The captain called to let go of the windward sheet and just tack the sail around the headstay like an asymmetric and we could sort it out later. Here's the part where things got really ugly. In the confusion nobody could tell what was the windward sheet and what (in the tangled cluster) was the leward sheet. We tried leading sheets several times to find that we were zig-zagging them all over the boat. The captain was about to have a stroke.  
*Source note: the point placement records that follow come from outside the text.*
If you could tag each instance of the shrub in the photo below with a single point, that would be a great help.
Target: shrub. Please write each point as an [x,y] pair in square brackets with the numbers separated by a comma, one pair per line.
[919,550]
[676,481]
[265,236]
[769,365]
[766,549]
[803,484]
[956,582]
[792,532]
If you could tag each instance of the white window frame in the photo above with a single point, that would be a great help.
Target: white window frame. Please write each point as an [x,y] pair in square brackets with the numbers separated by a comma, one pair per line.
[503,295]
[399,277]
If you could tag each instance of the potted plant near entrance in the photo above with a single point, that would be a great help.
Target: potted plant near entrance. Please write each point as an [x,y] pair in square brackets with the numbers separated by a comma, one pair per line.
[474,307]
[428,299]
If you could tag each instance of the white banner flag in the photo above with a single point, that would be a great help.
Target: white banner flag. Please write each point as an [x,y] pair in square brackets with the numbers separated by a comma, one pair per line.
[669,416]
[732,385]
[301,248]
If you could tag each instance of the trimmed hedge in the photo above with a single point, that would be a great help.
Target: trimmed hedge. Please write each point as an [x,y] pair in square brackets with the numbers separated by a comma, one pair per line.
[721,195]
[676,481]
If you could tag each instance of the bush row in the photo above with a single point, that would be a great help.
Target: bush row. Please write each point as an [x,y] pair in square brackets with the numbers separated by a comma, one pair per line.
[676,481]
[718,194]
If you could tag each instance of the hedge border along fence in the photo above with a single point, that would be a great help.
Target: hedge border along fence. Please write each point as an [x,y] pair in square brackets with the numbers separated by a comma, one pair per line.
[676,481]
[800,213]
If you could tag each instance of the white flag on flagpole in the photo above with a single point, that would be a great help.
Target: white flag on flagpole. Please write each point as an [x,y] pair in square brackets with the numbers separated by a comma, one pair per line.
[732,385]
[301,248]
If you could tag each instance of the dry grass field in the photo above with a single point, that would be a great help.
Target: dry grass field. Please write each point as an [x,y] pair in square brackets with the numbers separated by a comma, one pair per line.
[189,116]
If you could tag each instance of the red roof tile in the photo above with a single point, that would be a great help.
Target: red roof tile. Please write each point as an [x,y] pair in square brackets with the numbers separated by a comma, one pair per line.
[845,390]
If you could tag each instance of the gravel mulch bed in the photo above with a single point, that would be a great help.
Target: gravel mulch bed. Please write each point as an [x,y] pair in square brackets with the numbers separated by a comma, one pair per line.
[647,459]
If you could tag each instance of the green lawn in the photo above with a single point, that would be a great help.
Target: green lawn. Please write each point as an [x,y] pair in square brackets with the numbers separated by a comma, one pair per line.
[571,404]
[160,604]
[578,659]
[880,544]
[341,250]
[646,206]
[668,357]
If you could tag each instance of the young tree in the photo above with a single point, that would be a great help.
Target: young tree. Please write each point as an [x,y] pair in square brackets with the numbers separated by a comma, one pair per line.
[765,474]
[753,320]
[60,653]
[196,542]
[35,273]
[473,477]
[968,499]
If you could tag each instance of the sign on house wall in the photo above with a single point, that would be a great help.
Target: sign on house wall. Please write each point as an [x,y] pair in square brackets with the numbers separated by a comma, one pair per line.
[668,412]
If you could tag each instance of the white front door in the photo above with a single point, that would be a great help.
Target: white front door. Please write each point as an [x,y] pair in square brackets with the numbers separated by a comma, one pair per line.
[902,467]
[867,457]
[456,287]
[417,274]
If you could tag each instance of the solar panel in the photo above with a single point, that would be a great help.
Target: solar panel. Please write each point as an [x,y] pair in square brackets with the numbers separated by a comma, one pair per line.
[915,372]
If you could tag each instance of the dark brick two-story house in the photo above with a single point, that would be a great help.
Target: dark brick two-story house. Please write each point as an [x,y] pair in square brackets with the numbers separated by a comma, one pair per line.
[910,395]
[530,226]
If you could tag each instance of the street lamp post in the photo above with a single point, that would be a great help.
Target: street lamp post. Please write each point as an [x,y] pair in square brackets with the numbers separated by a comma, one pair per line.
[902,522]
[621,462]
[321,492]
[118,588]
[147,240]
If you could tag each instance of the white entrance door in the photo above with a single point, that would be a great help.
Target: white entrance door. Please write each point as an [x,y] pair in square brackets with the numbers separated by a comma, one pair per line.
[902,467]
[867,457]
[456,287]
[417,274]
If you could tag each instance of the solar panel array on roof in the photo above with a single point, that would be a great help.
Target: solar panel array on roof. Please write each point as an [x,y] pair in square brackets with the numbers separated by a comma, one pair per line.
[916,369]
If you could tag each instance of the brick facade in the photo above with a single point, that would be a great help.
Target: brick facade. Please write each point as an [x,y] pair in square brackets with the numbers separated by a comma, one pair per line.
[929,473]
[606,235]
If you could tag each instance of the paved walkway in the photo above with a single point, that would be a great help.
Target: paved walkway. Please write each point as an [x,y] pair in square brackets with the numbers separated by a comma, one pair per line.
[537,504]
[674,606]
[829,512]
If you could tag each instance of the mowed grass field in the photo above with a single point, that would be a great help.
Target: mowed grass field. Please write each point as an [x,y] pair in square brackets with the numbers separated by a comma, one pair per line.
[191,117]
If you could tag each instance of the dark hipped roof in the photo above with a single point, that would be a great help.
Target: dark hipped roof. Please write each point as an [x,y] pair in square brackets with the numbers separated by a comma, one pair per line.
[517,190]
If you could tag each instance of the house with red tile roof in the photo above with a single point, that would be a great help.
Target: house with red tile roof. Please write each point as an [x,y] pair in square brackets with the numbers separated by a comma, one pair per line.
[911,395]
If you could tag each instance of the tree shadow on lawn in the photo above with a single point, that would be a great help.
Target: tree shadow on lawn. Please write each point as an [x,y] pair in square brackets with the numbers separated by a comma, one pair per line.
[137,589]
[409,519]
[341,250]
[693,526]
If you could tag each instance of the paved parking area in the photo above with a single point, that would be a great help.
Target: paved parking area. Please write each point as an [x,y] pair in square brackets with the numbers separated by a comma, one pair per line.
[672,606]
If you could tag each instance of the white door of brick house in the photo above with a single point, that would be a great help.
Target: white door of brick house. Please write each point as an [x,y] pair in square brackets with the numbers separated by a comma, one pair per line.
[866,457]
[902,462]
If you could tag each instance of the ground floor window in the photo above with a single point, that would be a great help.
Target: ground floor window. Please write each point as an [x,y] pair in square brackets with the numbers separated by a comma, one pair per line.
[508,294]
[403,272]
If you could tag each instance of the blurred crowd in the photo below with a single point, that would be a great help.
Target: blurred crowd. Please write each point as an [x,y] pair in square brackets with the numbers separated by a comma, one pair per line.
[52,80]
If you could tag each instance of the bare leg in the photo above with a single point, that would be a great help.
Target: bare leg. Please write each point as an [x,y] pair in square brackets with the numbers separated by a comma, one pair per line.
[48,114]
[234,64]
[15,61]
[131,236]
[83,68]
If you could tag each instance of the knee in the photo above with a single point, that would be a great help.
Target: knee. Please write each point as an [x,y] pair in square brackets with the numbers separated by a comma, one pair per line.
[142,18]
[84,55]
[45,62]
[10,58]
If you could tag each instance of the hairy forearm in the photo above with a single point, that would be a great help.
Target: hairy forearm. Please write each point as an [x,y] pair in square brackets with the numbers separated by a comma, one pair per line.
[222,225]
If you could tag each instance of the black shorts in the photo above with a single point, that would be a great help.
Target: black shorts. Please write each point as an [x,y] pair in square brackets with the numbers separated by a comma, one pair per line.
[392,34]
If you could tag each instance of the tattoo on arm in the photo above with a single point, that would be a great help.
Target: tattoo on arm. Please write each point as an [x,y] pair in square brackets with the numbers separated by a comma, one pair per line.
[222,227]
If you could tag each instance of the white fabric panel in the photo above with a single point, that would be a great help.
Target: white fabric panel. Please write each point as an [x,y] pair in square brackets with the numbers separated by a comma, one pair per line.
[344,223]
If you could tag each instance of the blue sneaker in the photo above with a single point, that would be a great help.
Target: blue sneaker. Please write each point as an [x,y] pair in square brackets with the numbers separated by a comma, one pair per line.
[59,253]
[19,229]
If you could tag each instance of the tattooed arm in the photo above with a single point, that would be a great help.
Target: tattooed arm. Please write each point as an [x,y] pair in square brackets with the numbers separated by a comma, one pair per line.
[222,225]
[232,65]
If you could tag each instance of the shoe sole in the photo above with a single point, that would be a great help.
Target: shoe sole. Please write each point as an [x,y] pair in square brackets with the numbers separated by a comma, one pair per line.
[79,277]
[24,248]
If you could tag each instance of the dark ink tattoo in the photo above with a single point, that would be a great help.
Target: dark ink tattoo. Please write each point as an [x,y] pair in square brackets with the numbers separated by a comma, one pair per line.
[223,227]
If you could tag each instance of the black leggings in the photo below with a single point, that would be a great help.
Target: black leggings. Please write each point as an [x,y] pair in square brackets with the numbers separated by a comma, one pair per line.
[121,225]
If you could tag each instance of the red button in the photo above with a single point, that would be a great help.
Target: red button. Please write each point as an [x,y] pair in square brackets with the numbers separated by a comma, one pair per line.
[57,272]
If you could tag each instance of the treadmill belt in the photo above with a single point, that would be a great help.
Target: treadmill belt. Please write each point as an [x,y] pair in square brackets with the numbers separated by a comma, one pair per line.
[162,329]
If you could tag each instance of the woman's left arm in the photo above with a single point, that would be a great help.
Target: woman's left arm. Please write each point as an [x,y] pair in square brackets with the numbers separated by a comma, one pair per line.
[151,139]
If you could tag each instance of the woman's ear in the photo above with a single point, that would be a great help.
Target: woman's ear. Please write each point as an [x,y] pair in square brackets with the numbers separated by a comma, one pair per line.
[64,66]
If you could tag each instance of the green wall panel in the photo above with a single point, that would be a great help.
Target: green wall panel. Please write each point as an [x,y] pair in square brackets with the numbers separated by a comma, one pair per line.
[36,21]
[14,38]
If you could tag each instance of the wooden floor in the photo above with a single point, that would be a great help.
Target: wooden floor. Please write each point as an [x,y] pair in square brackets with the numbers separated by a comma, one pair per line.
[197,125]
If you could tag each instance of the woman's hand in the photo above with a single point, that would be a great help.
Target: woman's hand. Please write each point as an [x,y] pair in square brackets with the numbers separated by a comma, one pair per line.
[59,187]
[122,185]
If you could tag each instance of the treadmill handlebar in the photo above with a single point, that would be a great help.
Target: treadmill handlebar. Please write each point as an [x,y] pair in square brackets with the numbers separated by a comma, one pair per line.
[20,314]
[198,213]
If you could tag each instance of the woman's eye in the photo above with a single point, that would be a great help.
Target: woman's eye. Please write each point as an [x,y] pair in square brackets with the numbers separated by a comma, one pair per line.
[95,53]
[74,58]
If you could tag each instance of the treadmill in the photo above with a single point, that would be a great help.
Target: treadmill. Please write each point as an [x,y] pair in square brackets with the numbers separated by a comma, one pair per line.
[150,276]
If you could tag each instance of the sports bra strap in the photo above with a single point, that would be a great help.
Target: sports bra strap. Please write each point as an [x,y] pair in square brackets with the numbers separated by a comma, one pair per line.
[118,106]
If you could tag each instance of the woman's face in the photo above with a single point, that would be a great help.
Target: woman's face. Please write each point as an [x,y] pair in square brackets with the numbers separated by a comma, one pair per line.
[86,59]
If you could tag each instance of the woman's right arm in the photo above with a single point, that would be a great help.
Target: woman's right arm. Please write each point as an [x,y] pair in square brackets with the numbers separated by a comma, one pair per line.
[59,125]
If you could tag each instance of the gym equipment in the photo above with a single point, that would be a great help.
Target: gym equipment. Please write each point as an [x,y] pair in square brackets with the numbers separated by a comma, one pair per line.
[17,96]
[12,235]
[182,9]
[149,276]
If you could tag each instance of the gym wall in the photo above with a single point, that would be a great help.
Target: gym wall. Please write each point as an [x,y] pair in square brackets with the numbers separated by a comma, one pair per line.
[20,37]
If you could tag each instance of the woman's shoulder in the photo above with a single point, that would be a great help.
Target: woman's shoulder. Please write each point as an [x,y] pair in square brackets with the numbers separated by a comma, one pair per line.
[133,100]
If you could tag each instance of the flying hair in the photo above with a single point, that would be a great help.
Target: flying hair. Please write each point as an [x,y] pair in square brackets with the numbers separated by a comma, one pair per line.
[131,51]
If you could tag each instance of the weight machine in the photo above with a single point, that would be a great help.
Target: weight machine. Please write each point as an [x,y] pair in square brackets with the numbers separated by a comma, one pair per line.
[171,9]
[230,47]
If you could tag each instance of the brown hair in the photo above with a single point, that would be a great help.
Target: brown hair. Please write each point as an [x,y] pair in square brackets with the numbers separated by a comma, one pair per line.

It suddenly occurred to me that different colored sheets would have been very useful. Of course it would have also been useful to have the right sized headsail, more sheet tension and perhaps more attentive trimmers, less crap up on the bow (though there isn't much and we've never had this happen before. I've seen different colored sheets before on boats and always thought of them as a bit of a gimmick, but we sure could have used them to decrease the magnitude of our huge fubar. 

MedSailor


----------



## sailingdog (Mar 19, 2006)

MedSailor said:


> I was out racing in a non-flying sails club race this weekend and during a pole take-down at the leward mark we proceeded to get into the biggest line snafup that I have ever seen. During the confusion I noticed that some of this could have been avoided with a simple change.
> 
> Here's what happened: we had our 150genny up (too big) in 18kts true. As we disconnected the pole the sail immediately went forward of the headstay and there was too much slack in the lazy sheet. BOTH sheets origamied themselves all over the anchor roller (a 4" protrusion) the pulpit and the nav light. It was a nightmare! The sail kept twisting and the sheets kept fouling.


Hindsight is usually 20/20. THe sheets macramed...not origamied...origami involves folding sheets of paper... macrame involves knotting lines...  The sail origamied though... 



> The captain called to let go of the windward sheet and just tack the sail around the headstay like an asymmetric and we could sort it out later. Here's the part where things got really ugly. In the confusion nobody could tell what was the windward sheet and what (in the tangled cluster) was the leward sheet. We tried leading sheets several times to find that we were zig-zagging them all over the boat. The captain was about to have a stroke.


Maybe that's why the sheets on my friend's boat are different colors. 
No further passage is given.